Caccia al tesoro
di Ale Hesselink, uno degli importanti artisti del nostro movimento.
L’attuale crisi economico/spirituale coinvolge ormai tutti. La speculazione senza riguardo che ci ha portato ricchezze illimitate si sta rivolgendo contro di noi, tenendo in scacco intere nazioni. La vecchia Europa è in bilico, rischiando il tracollo. Questo è il momento di far appello ai nostri talenti, le nostre abilità e ricordarci che dove si mostrano delle ombre scure esiste anche una forte luce.
Sappiamo che l’applicazione delle nostre abilità ci rende più felici e, se applicate nell’ambito giusto, aiutano anche il mondo.Ma prima vogliamo considerare un talentato più da vicino: il pittore olandese Rembrandt van Rijn (1606-1669).
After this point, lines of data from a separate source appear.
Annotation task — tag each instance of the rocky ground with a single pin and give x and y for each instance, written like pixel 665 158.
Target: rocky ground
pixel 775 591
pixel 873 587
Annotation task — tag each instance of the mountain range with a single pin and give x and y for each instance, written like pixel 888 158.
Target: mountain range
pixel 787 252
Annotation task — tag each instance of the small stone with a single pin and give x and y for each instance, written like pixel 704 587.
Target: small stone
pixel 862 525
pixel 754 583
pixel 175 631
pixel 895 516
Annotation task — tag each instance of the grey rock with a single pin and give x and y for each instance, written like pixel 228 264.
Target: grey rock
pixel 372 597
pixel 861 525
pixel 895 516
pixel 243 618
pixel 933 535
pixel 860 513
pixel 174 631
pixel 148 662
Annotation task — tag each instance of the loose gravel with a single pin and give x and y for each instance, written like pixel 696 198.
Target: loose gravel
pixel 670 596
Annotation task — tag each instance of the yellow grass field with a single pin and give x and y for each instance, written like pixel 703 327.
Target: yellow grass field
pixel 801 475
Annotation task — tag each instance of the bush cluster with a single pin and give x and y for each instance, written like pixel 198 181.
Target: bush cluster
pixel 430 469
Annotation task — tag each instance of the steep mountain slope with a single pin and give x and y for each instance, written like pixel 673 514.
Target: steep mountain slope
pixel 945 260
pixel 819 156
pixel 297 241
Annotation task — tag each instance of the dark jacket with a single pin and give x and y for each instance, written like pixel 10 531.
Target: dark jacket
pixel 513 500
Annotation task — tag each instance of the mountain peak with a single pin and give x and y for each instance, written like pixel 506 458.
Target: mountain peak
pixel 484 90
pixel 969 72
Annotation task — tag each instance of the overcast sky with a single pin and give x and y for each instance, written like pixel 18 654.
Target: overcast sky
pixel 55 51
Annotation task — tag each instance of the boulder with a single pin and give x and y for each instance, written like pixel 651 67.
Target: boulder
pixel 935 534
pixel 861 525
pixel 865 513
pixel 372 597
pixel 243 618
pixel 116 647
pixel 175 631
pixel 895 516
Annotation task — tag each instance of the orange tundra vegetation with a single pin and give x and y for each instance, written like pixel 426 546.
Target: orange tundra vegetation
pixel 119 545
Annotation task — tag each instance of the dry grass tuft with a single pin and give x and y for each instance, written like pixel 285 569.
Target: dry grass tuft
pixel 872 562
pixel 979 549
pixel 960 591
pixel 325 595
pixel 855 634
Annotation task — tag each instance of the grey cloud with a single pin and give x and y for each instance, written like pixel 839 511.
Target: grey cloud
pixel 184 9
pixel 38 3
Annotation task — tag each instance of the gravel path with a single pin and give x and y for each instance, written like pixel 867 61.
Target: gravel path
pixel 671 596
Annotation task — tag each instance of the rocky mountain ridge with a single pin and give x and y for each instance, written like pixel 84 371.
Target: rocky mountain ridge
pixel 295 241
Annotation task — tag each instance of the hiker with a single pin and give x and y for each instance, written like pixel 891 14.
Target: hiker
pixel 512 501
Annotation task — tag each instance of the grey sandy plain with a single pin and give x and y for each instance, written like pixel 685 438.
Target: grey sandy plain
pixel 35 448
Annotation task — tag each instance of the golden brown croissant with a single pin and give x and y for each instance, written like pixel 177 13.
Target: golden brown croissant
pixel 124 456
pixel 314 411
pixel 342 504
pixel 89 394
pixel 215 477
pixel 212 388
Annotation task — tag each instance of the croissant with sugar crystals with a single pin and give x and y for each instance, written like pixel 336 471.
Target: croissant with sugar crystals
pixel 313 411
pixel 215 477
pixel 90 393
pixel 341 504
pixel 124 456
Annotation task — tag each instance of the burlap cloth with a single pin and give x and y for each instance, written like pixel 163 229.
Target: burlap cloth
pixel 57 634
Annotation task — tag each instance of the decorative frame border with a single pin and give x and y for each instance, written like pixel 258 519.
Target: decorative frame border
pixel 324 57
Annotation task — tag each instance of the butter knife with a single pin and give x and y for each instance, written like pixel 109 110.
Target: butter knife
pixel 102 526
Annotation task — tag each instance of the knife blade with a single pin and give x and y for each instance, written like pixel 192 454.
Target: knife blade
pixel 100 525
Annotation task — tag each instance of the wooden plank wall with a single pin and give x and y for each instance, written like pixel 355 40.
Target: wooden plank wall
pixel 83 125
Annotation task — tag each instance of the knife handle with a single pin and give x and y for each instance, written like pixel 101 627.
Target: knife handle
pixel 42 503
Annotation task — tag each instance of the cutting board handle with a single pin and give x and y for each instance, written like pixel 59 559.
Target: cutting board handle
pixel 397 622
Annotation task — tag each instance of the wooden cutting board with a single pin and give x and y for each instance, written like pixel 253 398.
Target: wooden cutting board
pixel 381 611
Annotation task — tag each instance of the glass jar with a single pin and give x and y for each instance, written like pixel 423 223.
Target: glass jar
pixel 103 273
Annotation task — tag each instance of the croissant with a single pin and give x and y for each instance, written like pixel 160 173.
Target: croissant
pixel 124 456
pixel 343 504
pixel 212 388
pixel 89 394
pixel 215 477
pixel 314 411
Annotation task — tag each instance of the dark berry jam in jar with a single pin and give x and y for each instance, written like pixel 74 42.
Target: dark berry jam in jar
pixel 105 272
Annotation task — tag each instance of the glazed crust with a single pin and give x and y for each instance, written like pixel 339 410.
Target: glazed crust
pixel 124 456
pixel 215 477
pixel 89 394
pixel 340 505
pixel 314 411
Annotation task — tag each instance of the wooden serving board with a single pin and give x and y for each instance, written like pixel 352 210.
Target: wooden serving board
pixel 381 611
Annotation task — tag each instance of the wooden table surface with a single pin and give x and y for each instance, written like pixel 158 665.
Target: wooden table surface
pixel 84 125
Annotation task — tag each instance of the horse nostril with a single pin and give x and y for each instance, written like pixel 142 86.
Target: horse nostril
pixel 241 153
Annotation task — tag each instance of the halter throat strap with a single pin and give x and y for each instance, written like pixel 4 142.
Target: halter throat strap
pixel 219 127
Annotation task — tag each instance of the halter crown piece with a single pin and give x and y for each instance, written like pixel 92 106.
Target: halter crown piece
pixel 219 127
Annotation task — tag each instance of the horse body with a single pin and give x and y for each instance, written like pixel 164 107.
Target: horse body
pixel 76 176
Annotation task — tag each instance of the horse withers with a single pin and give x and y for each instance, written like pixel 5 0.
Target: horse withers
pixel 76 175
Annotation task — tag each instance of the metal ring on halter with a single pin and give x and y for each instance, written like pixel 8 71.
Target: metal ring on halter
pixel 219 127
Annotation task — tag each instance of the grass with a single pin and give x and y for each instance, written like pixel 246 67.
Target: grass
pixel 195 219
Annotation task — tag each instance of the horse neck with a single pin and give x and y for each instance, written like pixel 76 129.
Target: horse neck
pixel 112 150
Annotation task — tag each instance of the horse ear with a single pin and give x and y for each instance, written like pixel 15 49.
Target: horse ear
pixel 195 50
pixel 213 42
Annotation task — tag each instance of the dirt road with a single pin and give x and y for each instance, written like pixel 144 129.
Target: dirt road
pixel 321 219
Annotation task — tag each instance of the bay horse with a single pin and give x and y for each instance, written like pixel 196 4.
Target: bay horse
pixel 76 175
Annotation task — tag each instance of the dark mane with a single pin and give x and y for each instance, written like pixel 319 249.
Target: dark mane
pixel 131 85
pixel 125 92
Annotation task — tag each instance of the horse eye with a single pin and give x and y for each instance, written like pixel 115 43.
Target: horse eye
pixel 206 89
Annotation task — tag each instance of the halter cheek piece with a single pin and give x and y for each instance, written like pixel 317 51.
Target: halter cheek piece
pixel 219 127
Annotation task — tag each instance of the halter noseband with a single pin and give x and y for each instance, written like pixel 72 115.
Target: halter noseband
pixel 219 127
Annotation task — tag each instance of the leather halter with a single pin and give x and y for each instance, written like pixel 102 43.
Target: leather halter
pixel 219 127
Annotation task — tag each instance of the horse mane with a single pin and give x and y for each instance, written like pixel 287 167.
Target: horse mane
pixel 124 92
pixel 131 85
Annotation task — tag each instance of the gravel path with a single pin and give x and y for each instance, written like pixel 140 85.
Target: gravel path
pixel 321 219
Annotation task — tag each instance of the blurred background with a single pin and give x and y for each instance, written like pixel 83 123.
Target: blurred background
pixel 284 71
Lo facciamo per un motivo: nessun altro ha compreso meglio di Rembrandt il segreto che si giunga alla luce usando la tenebra. Possiamo leggere la sua biografia come la storia di un uomo che ha assaggiato fama e ricchezza ma anche debiti e rovina. Un uomo dedito alla famiglia, che poi ha perso moglie e figlio a causa di una malattia. Sentiamo quest’uomo vicino a noi. Cambiando ottica invece, possiamo leggere la stessa biografia come la storia della relazione di un talentato con il suo talento. Allora ci appare un servo fedele di un grande talento, un talento che sembra rivolgersi a noi dalla penombra dei suoi quadri, sussurrando che l’anima vive fra luce e tenebra. E’ da questa realtà che vogliamo partire per le nostre riflessioni.
Seguiamo adesso Rembrandt, entrando nella dinamica di una della sue opere: “La Ronda di Notte”(1639)“La Ronda” è un’opera concepita in grande (359 x 438 cm), e raffigura la compagnia del capitano Frans Banning Cocq e il suo tenente Willem van Ruytenburg, due dei sedici committenti del quadro. Esistevano ad Amsterdam, come in altre città della Repubblica di allora, delle compagnie, responsabili per l’ordine pubblico e la protezione dei cittadini. Per questo motivo coloro che ne facevano parte godevano di un certo prestigio. Per dare rilievo a questo, i soldati si facevano ritrarre e i quadri venivano appesi nelle sale dove si riunivano. Ritrarre una compagnia era una commissione sempre difficile. Trovare una composizione soddisfacente per ritrarre molte persone che dovevano essere ben riconoscibili, in quanto anche committenti del quadro stesso, non facilitava una soluzione creativa. I visi vengono inizialmente ritratti in fila, uno sopra l’altro; più tardi si cerca di vivificare la composizione ritraendo alcuni soggetti seduti mentre altri stanno in piedi.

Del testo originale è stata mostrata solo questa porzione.